社会課題をうまく切り取って、自社が提供できる価値として定義できれば、いくらでもビジネスは立ち上がる。しかも、社会課題が大きければ大きいほど、そこから生まれるビジネスも大きくなる。
そう考えると、課題先進国と言われる日本は、何と素晴らしいビジネス機会に恵まれた国なのかとすら思えてくる。
とはいえ、社会課題の解決は、実践するとなると実に難しい。社会課題の解決を掲げて事業創造の検討を始めてみたものの、あまりの難しさに挫折してしまったという企業も数多い。
社会課題の検討という行為が難しい理由はいくつかある。
まず、「自社の属する業界を超えて考えることが必然となること」。これだけでも何かの業界に属する立場の人からすると難易度が高い。
次に、「色々なプレーヤーの力を借りる必要があること」。受け身の企業が多いこの世の中では、社会課題に共感してくれたからといって、その後を自発的に考えてくれるパートナー企業は少ない。少なくとも最初は、パートナー企業のメリットまでも設計しなければ乗ってきてくれない。自社だけでも大変なのに、他社のことまで考えながら進めるなんて至難の業だ。
「自社ビジネスへの結びつけが簡単でないこと」も理由の一つである。自社のメインの既存事業にすぐ結びつくならともかく、そんな簡単にいくわけがない。大抵は、強みを読み替えて初めてつながるのだが、どう読み替えるのかが分からず苦労する。しかも自社とはいっても、他部署を巻き込むのは、他社を巻き込む以上の苦労がある。
「そこまでの苦労をする必要があるのか」と思うかもしれない。ただ、ビジネスというのは、生み出す価値への報酬である。大きなビジネスを狙うなら大きな価値提供が必要だし、大きな価値は大きな課題を解決するからこそ認められる。
だから、せめて業界リーダー企業には、既存事業の競争ばかりではなく、社会課題を解決する大きな事業にトライしてもらいたい。そうでなければ、我が国の将来もない。
実行するー「事業創造における実行」は構想や戦略よりも難しい
そして実行。ここに至っても、まだまだ想定外のことが起こる。連携先の企業が突然の事情変更を申し入れてきたり、担当者が変わって話が全く噛み合わなくなったり、といったことは日常茶飯事である。「そもそも」論から議論が再燃することもある。政府にしても、政権交代や省内の人事異動で、全てがいったん白紙になるといったことが実際に起こる。そういうときでも、粘り強く実現に向けて努力し続ける必要がある。

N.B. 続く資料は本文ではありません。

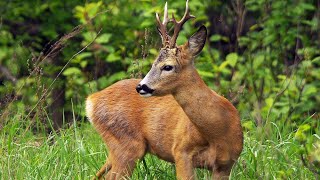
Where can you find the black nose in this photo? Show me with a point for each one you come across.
(139, 88)
(144, 89)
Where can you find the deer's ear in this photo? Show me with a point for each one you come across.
(197, 41)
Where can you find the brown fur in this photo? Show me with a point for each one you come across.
(183, 121)
(131, 126)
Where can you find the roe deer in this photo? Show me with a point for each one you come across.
(183, 121)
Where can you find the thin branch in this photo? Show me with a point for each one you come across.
(7, 74)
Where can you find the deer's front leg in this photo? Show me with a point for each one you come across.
(184, 165)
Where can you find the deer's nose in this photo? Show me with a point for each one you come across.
(144, 89)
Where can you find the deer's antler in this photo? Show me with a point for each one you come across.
(162, 27)
(178, 25)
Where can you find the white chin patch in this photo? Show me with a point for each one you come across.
(146, 95)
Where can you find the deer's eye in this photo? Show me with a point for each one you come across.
(167, 68)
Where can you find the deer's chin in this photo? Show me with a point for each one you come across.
(145, 95)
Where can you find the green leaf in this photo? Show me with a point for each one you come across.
(215, 38)
(112, 57)
(71, 71)
(104, 38)
(232, 59)
(300, 134)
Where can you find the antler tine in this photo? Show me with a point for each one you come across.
(162, 27)
(178, 25)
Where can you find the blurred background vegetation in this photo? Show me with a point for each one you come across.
(263, 55)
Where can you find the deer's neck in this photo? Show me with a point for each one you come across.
(201, 105)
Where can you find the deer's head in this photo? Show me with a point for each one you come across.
(174, 64)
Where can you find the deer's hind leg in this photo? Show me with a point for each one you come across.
(123, 154)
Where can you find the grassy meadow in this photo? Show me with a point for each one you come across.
(77, 152)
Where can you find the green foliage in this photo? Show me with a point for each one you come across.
(262, 55)
(77, 152)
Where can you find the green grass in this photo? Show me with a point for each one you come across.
(78, 152)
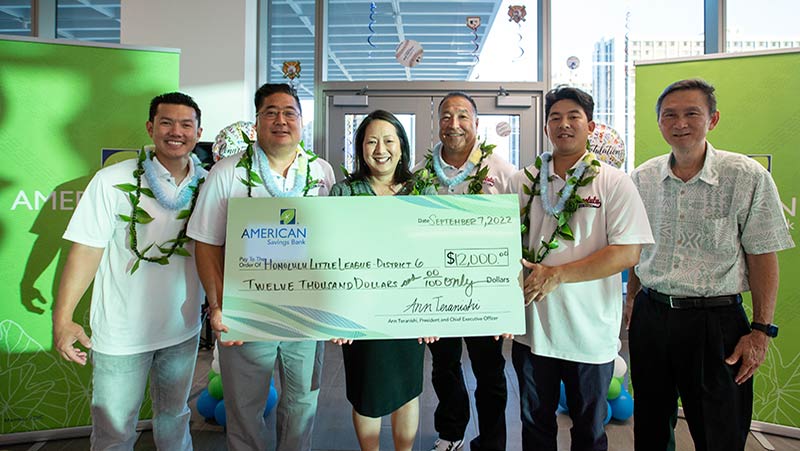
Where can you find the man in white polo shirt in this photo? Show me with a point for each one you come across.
(129, 235)
(584, 223)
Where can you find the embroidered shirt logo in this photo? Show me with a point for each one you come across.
(591, 201)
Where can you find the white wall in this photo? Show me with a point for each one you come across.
(218, 51)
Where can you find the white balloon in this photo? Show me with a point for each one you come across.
(620, 367)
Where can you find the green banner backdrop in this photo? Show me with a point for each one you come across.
(60, 104)
(757, 97)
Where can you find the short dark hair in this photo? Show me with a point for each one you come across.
(569, 93)
(268, 89)
(690, 83)
(402, 173)
(173, 98)
(459, 94)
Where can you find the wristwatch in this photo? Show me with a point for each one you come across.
(770, 329)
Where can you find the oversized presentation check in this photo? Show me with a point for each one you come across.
(371, 267)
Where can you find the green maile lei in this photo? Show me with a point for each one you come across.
(140, 216)
(571, 204)
(426, 176)
(253, 179)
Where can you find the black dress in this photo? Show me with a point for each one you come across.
(381, 375)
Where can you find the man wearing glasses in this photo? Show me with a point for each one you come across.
(285, 169)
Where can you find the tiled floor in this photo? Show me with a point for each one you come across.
(334, 431)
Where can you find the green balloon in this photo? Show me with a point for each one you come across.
(215, 387)
(614, 389)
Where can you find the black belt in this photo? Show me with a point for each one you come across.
(688, 303)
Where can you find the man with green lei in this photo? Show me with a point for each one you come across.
(129, 235)
(460, 165)
(276, 165)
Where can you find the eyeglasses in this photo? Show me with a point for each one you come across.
(289, 115)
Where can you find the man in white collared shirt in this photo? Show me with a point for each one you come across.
(286, 170)
(128, 234)
(574, 290)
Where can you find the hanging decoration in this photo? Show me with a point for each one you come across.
(473, 23)
(606, 143)
(230, 139)
(573, 62)
(503, 129)
(291, 70)
(409, 53)
(517, 14)
(372, 8)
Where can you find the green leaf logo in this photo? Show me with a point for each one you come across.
(288, 216)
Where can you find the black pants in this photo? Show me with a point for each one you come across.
(452, 413)
(681, 352)
(586, 387)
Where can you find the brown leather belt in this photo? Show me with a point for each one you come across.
(692, 302)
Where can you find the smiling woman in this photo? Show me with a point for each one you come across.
(383, 376)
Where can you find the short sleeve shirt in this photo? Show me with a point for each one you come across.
(580, 321)
(210, 217)
(705, 226)
(158, 305)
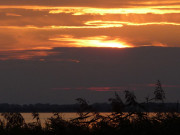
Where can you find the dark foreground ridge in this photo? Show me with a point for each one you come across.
(127, 117)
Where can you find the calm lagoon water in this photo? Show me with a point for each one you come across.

しかも、マーケティングや営業戦略などの従来型のビジネス戦略と違って、戦略、構想に戻って検討し直すこともある。そういう意味では事業創造における実行は、構想や戦略のステップよりも難しい。
敵は外部だけにあらず。ビジネスプロデュースに順調に取り組んでいたら、、推進役になってくれていた役員が交代したり、経営企画部が中期経営計画を見直したから来年から予算を縮小しますと言ってきたりするかもしれない。
そうでなくとも、事業創造は社内から目をつけられやすい。日の目を見るまでに3年かかるのはむしろ普通だ。
そのためにも、KPI(Key Performance Indicators:重要業績評価指標)を設定し、その点について経営トップや連携企業と握っておくことが大切になる。事業創造においては、不確定要素が多いため臨機応変さや柔軟性が大切になるが、何でもかんでも変えていいとなると、大事なことが先延ばしされてスピードが失われたり、売り上げや集客数などの目標値が次第に下がってしまったりということが起こる。こうした危険を排除するために、重要な数値やタイムスケジュールについては、あらかじめKPIを設定しておく。
KPIは定量的なものが望ましいが、すべて数字にできるとは限らない。大事な事項については、多少定性的であってもよいから、後で評価可能になるように、設定しておくのがポイントだ。例えば「〇年〇月までに3社とのアライアンス交渉に着手した状態にする」などである。
KPIとは、「経営者がビジネスプロデューサーを縛るため」にあるのではなく、「ビジネスプロデューサーを周囲(時には経営者)から守るため」にある。
その意味で、一番よくないKPIは「3年後に黒字化」といったものである。まず3年というのは長すぎて事業推進の現場にとって何の目安にもならない。また、経営者や周囲から見ると妙に分かりやすく非難の基準にしやすい。さらに、利益は投資をやめることで捻出できるので、黒字にしたいがために、つい投資をやめてコスト削減に頼ろうとするなど、事業創造からすると、とんちんかんなことをする羽目に陥ったりする。